Figure 3.. ILCs demonstrate a structured response to PTB at the transcriptomic level.

(a) Lung ILC2s and ILC3s were sorted and differential gene expression between TB infected (n=5) and uninfected control tissue (n=2) were determined by RNA sequencing. (b) Expression of key chemokines and chemoattractant proteins significantly upregulated in pulmonary ILCs from TB participants (Pos, n=5) when compared to uninfected control lungs is shown (Neg, n=2). p-values corrected using Benjamini-Hochberg with a significance cut-off of FDR < 0.01. (c) Upstream drivers of differentially expressed genes in ILC2s and ILC3s were predicted using Ingenuity Pathway Analysis (IPA). p-values calculated by hypergeometric test between genes in our data and known interactions in the literature for each driver.

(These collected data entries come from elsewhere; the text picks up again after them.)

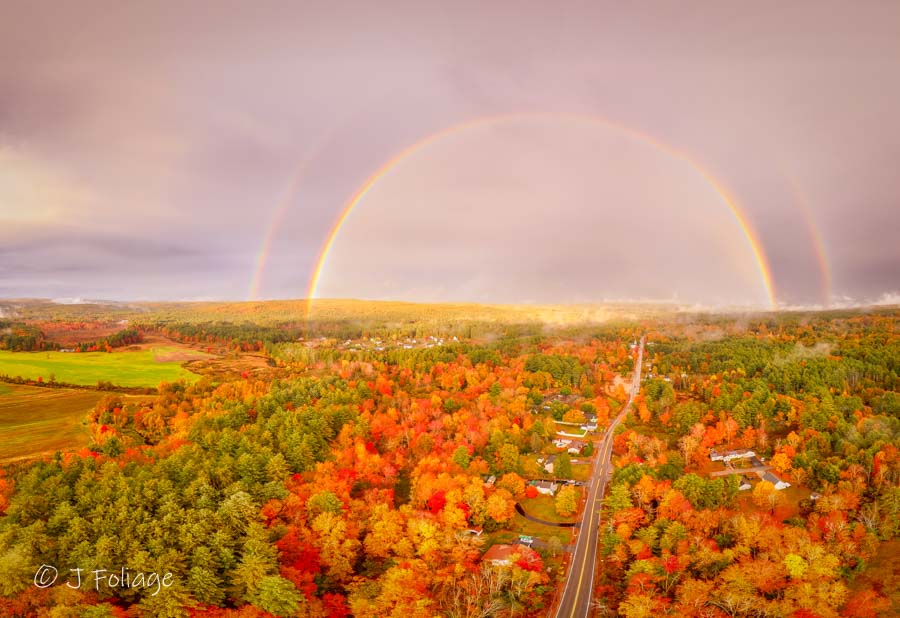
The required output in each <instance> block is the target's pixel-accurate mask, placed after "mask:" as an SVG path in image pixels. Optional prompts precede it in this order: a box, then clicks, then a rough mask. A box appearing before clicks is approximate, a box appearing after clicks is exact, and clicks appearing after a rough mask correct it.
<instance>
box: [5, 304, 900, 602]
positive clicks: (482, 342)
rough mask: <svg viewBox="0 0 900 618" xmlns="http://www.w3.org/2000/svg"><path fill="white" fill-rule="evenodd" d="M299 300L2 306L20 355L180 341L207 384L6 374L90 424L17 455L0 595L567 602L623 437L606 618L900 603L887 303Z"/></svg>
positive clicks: (164, 348)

Figure 4.. ILCs mediate iBALT formation and contribute to early protection from Mtb.

Rag1^−/−, Rag2γc^−/− and wild type mice were aerosol infected with ~100 CFU Mtb. ILCs (CD45⁺CD127⁺Lin⁻NK1.1⁻) were isolated from Mtb infected wild type mice and ~5X10³ cells were intratracheally transferred into Rag2γc^−/− mice 1 day before infection. (a) Lung bacterial burden at 14 dpi was determined by plating (n=5/group). (b) Number of ILC1s, ILC2s, total ILC3s and NKp46⁺ ILC3s and (c) AMs were measured by flow cytometry. (d) ILC3 quantification in histological lung sections was carried out by staining with CD3, B220 and Rorγt and the number of Rorγt⁺CD3⁻ ILC3s were counted and shown. (e) Ahr^f/f, Ahr^f/fRorγt^Cre mice were aerosol infected with ~100 CFU Mtb and lung bacterial burden at 14 and 30 dpi was determined by plating (n=7–10/group). (f) Number of ILC1s, ILC2s, total ILC3s, NKp46⁺ ILC3s and AMs were enumerated by flow cytometry. (g) B6 and Il17/Il22^−/− were aerosol infected with ~100 CFU Mtb and lung bacterial CFU were measured by plating (n=12/group). (h) Number of ILC1, ILC2, ILC3, CXCR5⁺ ILC3, and CXCR5⁺NKp46⁺ ILC3 were measured by flow cytometry (n=5/B6, n=8/Il17/Il22^−/−). (i) FFPE lung sections were subjected to ISH with the mouse-Cxcl13 probe and the ratio of Cxcl13 mRNA⁺ area occupied per lung was quantified. (j) B6 mice received IL-23 blocking antibody (i.p.) 1 day prior to infection with ~100 CFU Mtb and the lung bacterial burden and (k) number of AMs, ILC2s and ILC3s were quanified at 14 dpi using plating and flow cytometry respectively (n=5/isotype, n=5–6/anti-IL-23), Iso = Isotype. (l) FFPE lung sections from 30 dpi Mtb infected mice were stained with antibodies to B220 and CD3, and the average size of B cell follicles were quantified in Ahr^f/f, Ahr^f/fRorγt^Cre, B6, Il17/Il22^−/−, isotype-treated B6 and anti-IL-23-treated B6 Mtb-infected mice. All data shown as mean ± SD. Significance by either one way ANOVA (a-d) or Student’s t-test (e-l).